Ein weiterer Schwerpunkt der Rede Schäfers war das Thema Windkraft. Die CDU Weinheim stehe zu 100% hinter der Energiewende, was allerdings nicht bedeute, dass man bereit sei, das Landschaftsbild der Bergstraße ineffizienten Windrädern zu opfern. Zusammen mit den drei Bürgerinitiativen sowie den Freien Wählern, der FDP und Weinheimplus habe man eine konzertierte Aktion gestartet, deren Ziel die „sofortige Einstellung aller Aktivitäten“ der Stadtverwaltung auf diesem Sektor sei. Unterstützung fand Schäfer in diesem Punkt beim Landtagsabgeordneten Georg Wacker, der in seinem Bericht aus Stuttgart von der unbefriedigenden Antwort der Landesregierung auf seine parlamentarische Anfrage referierte und die Windkraftpolitik als „grün-roten Pfusch“ verdammte. Es sei den Bürgern nicht vermittelbar, im wenig windhöffigen Weinheim auf Biegen und Brechen Windkraftstandorte ausweisen zu müssen, wenn es über die im alten Regionalplan ausgewiesenen Vorranggebiete in der Metropolregion möglich sei, einen Großteil der benötigten Windkraftleistung für ganz Baden-Württemberg zu erbringen. Kritisch setzte sich Wacker auch mit der überstürzten Einführung der Gemeinschaftsschule zu Lasten der anderen Schulformen auseinander. Über Kurz oder Lang werde auch der Schulstandort Weinheim negativ betroffen sein, da bereits jetzt deutlich wird, wie die grün-rote Landesregierung die Realschulen und beruflichen Gymnasien bei der Ressourcenausstattung benachteilige.

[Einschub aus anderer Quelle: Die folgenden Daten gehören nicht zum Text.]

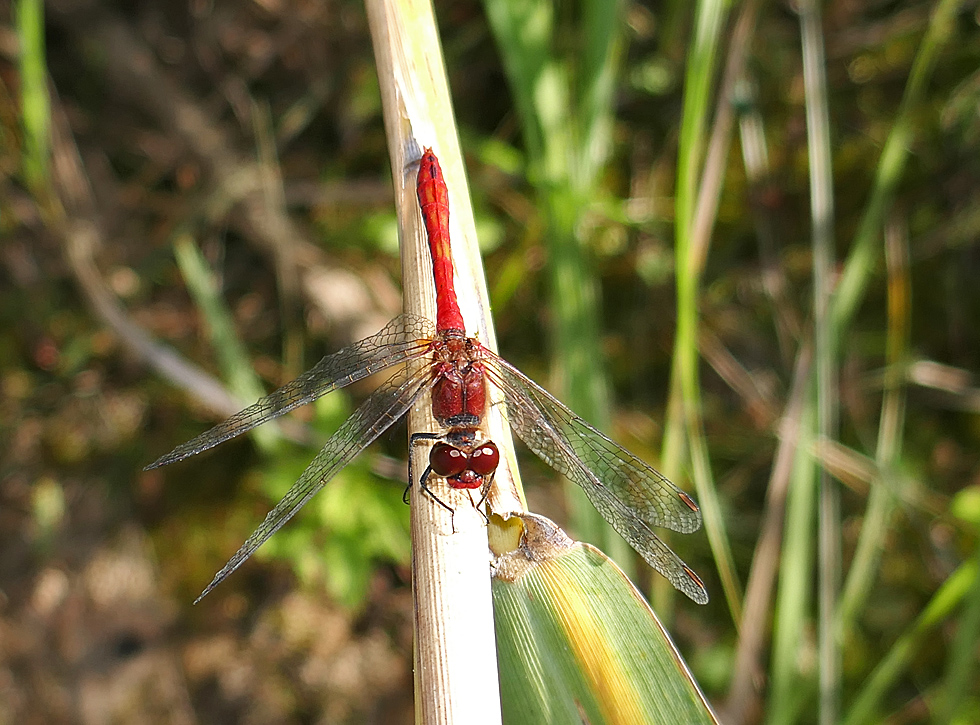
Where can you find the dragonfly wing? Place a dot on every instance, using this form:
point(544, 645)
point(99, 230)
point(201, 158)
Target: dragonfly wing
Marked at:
point(627, 492)
point(385, 406)
point(590, 459)
point(401, 339)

Ebenfalls zu Gast war der direkt gewählte Wahlkreisabgeordnete Dr. Karl Lamers MdB, der die bevorstehende Bundestagswahl in den Mittelpunkt seines Grußwortes stellte. Am 22. September entscheide sich, wie es in Deutschland weiter geht. In klaren Worten lehnte er die von Rot-Grün befürwortete Vergemeinschaftung der Schulden der südlichen EU-Staaten ab. Ebenso heftig kritisierte er die Steuererhöhungspläne von SPD und Grünen. Diese seien Gift für den Mittelstand, den Motor der deutschen Volkswirtschaft.

Zwischen den Wahlgängen standen die drei Abgeordneten den Mitgliedern Rede und Antwort. Dr. Harbarth erläuterte ausführlich die Hintergründe und Auswirkungen der Reform des Bundestagswahlrechts. Nach jetzigem Stand sei von einer Vergrößerung des Parlaments um bis zu 60 Ausgleichssitze auszugehen. Am Ende der Veranstaltung brachte Stadtrat Sascha Pröhl die anstehende Polizeireform zur Sprache. Vor dem Hintergrund des Mordfalles in Birkenau werde einmal mehr deutlich, dass eine Stadt wie Weinheim auf die Außenstelle der Kriminalpolizei nicht verzichten könne. Wacker versprach, diese Forderung mit nach Stuttgart zu nehmen.